The memorandum of understanding (MoU) with the foreign investor was reportedly signed last week.

Lithium is a critical component in lithium-ion batteries that underpin the transition to green energy.

"We signed an MoU with a company interested in manufacturing lithium batteries in Mapinga, Mashonaland West province, and we expect this to be a game changer," said Deputy Minister Kambamura.

"Our big advantage is that we have most of the mineral components needed for manufacturing of the batteries, including nickel, cobalt and copper.

"We have no doubt the project will make Zimbabwe the hub for lithium batteries in the region."

However, analysts say Zimbabwe needs huge investments to produce battery-grade lithium.

"We need to address issues such as skills and the technology. That is critical," said mining expert Engineer Fred Moyo.

The global crusade to reduce carbon emissions has led to growing demand for low-carbon technology.

Countries are increasingly embracing solar and wind as alternative sources of energy as opposed to fossil fuels such as coal.

Vehicle makers are also shifting to electric vehicles while financial institutions are cutting back spending on coal-fired power stations.

The urgent need for climate change mitigation is driving the unprecedented demand for metals such as lithium, copper and nickel.

Zimbabwe holds Africa's largest lithium reserves.
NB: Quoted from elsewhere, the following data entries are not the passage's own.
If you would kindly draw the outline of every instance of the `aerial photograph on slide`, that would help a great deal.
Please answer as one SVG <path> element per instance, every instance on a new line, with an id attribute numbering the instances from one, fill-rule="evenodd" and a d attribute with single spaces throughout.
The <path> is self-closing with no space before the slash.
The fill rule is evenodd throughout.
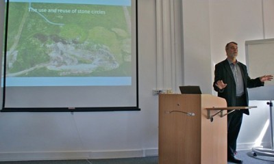
<path id="1" fill-rule="evenodd" d="M 131 6 L 10 2 L 5 76 L 131 76 Z"/>

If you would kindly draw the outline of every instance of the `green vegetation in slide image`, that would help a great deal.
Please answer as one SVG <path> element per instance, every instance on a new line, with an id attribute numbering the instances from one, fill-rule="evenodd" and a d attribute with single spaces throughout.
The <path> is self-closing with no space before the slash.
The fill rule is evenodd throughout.
<path id="1" fill-rule="evenodd" d="M 130 76 L 127 18 L 125 6 L 10 3 L 6 77 Z"/>

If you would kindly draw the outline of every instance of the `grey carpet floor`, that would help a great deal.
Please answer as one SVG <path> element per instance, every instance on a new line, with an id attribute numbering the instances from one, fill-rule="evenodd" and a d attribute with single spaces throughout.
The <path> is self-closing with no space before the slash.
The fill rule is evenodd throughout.
<path id="1" fill-rule="evenodd" d="M 274 164 L 274 157 L 258 155 L 253 156 L 251 150 L 238 151 L 237 157 L 245 164 Z M 158 164 L 158 156 L 79 160 L 47 160 L 27 161 L 0 161 L 0 164 Z M 232 163 L 227 163 L 232 164 Z M 166 163 L 173 164 L 173 163 Z M 184 163 L 182 163 L 184 164 Z M 214 164 L 214 163 L 212 163 Z M 218 163 L 216 163 L 218 164 Z"/>

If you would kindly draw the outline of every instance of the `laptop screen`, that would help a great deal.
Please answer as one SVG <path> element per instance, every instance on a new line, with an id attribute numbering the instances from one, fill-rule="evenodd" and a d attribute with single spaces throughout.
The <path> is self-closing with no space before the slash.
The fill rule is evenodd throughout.
<path id="1" fill-rule="evenodd" d="M 199 86 L 179 86 L 179 88 L 182 94 L 201 94 Z"/>

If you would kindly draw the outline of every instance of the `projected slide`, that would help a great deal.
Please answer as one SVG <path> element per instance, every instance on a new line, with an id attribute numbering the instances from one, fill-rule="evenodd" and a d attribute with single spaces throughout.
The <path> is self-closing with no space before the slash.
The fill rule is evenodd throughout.
<path id="1" fill-rule="evenodd" d="M 130 0 L 10 1 L 6 86 L 131 85 L 131 15 Z"/>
"It is encouraging that the interest is cutting across, from mining to beneficiation . . . These projects will be a game changer," added Mr Kambamura.

New investments

Chinese investors have led the way in securing interests in lithium mining, not only in Zimbabwe, but also elsewhere in Africa and South America.

Norway-based independent energy research and business intelligence company Rystad Energy claims that while China owned 65 percent of the world's lithium processing and refining facilities last year, it accounts for less than 25 percent of deposits.

Sinomine Resource Group recently paid US$180 million to acquire a 74 percent stake in Bikita Minerals, which began mining lithium in 1953.

In December last year, Huayou, one of the world's major producers of cobalt, also completed a US$422 million acquisition of the Arcadia hard-rock lithium mine.

The Arcadia project, which is near Harare, is considered one of the world's largest hard-rock lithium resources, a key component in the production of rechargeable batteries.

It will start producing lithium-containing minerals spodumene and petalite next year.

"We are targeting to complete our project by the end of the year so that we can start commissioning and production in the first quarter of 2023. As we speak, we are on course to achieving that," said mine manager, Mr George Togara.

"Looking at the policy or the outlook from the Government to achieve a US$12 billion mining industry by 2023, which is next year, we will be producing the products and exporting, so we are coming in at the right time, where we are going to be playing a major role in achieving the Government's target," he said.

Chengxin Lithium Group similarly spent US$77 million to acquire mining rights in the largely unexplored Sabi Star lithium-tantalum mine project in Buhera. The company said it has invested US$22 million in exploration, feasibility studies and civil works.

"By the time we start producing lithium concentrate, we should have injected US$130 million. This should be done by the end of the second quarter of 2023," said project manager, Mr Elfas Mugova.

The company will embark on further exploration to increase the life of the mine from the current six years.